Variable and function names start with a letter or underscore and can contain letters, digits, and underscores:

let my_var = 5
let _count = 0
let item3 = "hello"

Case conventions are enforced

Bop checks the shape of every declared name at parse time and rejects mismatches with a suggestion:

DeclarationRequired shapeExamples
let, fn, parameters, fields, aliases, for-loop vars, match bindingsstarts with a lowercase letter or _let x, fn double(n), for i in …
constALL_CAPS (+ digits / _)const PI = 3.14, const MAX_SIZE = 100
struct, enum, variant namesstarts with an uppercase letterstruct Point, enum Shape { Circle, Rect }

Single-letter types like enum Dir { N, E, S, W } are fine — the rule is “starts with an uppercase letter”, not “must have a lowercase character somewhere.”

A leading underscore (_foo, _Internal, _DEBUG) marks a name as “private by convention” — glob use imports skip them.
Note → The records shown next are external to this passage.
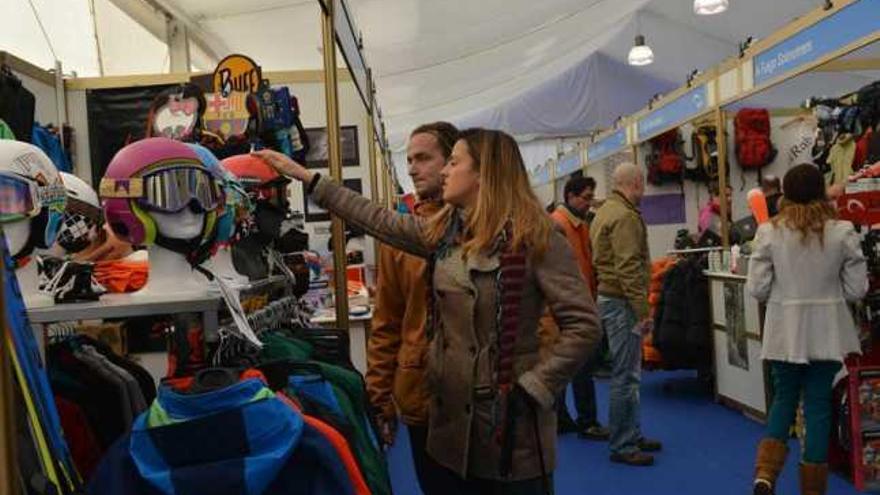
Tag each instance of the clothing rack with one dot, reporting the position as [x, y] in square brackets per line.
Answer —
[276, 313]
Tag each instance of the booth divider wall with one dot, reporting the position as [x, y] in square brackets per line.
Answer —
[38, 81]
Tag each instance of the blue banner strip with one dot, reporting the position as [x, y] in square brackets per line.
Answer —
[568, 164]
[542, 176]
[607, 146]
[676, 112]
[850, 24]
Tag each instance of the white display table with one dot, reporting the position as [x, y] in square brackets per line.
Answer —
[740, 375]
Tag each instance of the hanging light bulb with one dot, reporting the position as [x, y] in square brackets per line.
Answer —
[640, 54]
[710, 7]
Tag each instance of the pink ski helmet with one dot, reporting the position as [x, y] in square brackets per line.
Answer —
[157, 174]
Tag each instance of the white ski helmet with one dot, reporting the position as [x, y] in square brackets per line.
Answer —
[83, 215]
[30, 188]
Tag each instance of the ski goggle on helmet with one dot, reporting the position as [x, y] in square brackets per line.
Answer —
[31, 188]
[259, 179]
[157, 175]
[238, 207]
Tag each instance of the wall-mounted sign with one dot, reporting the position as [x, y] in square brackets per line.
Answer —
[569, 164]
[177, 118]
[678, 111]
[607, 146]
[226, 116]
[852, 23]
[237, 73]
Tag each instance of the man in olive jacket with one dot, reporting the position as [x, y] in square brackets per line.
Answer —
[622, 263]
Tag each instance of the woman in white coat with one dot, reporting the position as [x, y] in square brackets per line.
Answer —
[806, 266]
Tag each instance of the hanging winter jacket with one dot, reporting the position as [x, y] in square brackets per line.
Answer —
[238, 440]
[682, 325]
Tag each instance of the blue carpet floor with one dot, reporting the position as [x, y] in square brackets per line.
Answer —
[708, 449]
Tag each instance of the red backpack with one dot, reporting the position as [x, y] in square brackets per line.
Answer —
[754, 149]
[665, 163]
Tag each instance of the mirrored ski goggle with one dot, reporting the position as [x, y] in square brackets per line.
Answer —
[21, 197]
[168, 190]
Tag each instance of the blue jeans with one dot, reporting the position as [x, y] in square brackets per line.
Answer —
[815, 381]
[625, 342]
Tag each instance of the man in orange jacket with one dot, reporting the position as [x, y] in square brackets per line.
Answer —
[571, 217]
[397, 345]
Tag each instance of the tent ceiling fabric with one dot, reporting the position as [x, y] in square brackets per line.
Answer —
[554, 67]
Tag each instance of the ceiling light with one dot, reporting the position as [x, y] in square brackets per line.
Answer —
[710, 7]
[640, 54]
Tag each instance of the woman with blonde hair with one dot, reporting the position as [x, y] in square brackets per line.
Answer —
[806, 265]
[495, 261]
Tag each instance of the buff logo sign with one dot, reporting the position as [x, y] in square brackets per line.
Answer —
[237, 73]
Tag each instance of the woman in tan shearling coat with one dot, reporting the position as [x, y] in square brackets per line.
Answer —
[497, 262]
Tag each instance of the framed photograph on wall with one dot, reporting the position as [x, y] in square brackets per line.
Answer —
[315, 213]
[318, 156]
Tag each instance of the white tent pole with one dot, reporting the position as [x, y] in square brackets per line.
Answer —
[153, 15]
[334, 155]
[97, 38]
[60, 100]
[178, 46]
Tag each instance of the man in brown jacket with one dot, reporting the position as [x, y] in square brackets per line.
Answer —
[622, 263]
[397, 346]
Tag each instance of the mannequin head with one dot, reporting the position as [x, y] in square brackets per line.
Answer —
[32, 198]
[158, 176]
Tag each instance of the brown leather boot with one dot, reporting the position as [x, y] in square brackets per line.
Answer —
[768, 465]
[814, 479]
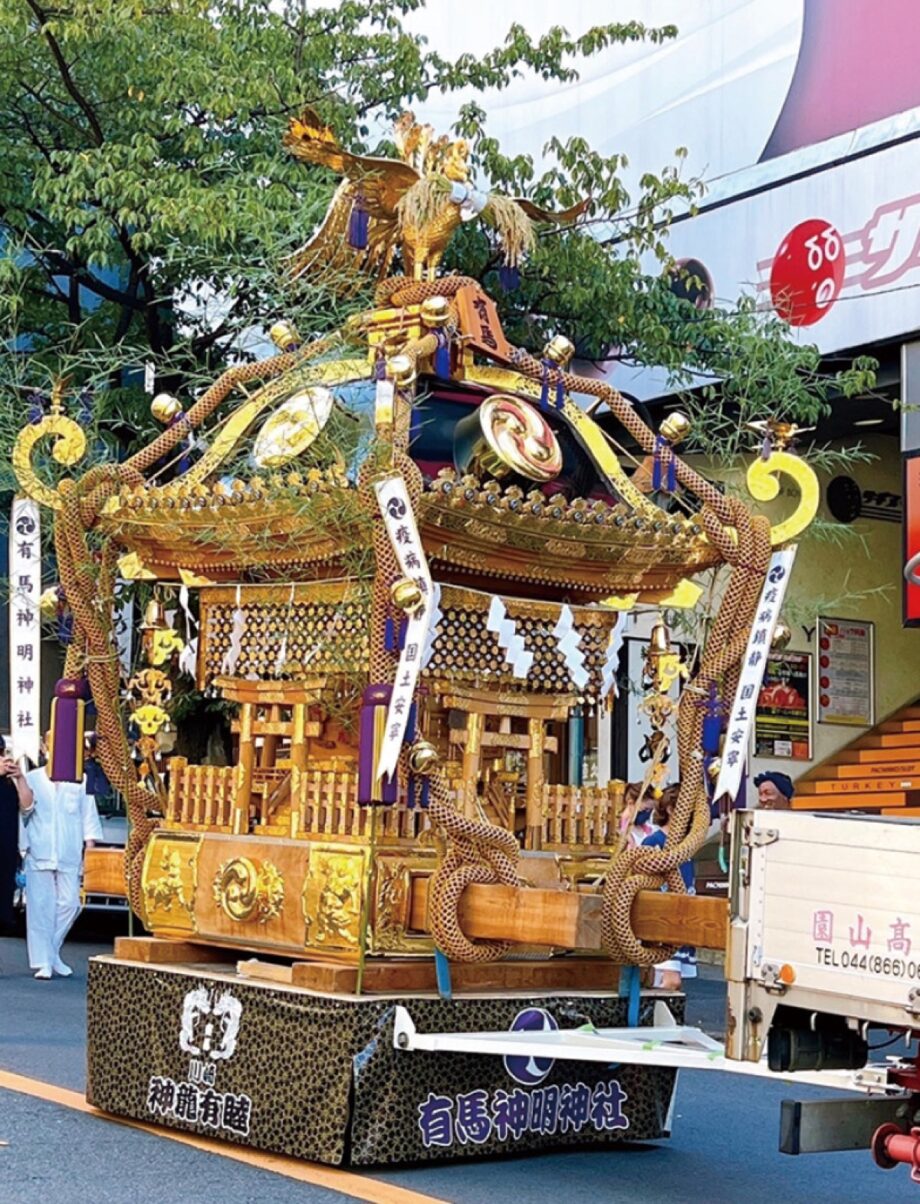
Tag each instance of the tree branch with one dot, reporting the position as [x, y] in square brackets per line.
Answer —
[66, 77]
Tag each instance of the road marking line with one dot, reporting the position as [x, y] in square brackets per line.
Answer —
[346, 1181]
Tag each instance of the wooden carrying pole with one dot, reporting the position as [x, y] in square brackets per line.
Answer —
[572, 920]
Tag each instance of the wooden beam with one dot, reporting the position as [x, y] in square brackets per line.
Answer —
[394, 977]
[572, 920]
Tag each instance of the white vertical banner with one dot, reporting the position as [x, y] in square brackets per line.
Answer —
[123, 624]
[402, 532]
[752, 674]
[25, 629]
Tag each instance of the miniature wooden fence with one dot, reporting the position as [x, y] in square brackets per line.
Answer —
[585, 816]
[328, 807]
[200, 795]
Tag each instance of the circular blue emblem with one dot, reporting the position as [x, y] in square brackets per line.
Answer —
[525, 1069]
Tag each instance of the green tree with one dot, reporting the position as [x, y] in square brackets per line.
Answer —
[147, 205]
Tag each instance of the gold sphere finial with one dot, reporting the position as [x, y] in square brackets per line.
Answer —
[406, 595]
[435, 311]
[560, 350]
[676, 428]
[660, 638]
[165, 408]
[782, 636]
[401, 370]
[423, 757]
[284, 336]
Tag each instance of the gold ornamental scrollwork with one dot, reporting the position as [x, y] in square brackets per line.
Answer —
[69, 448]
[247, 891]
[161, 893]
[334, 898]
[169, 879]
[764, 487]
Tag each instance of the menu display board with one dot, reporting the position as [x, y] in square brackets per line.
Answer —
[845, 672]
[783, 719]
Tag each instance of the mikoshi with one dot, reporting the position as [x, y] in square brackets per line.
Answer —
[401, 555]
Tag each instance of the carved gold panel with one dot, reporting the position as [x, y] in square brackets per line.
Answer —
[393, 883]
[334, 892]
[249, 890]
[167, 883]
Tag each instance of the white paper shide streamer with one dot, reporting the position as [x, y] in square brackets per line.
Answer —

The wildcard _ on its own is used in let _ = foo() (explicitly ignore) and in patterns (match anything).

Whitespace

Spaces and tabs are insignificant — use whatever indentation style you like. Only newlines matter (they end statements).

Keywords

These words are reserved and can’t be used as identifiers:

let const fn return
if else while for in repeat break continue
use as struct enum match try
true false none

There are no word-spelled logical operators — use &&, ||, ! rather than and, or, not.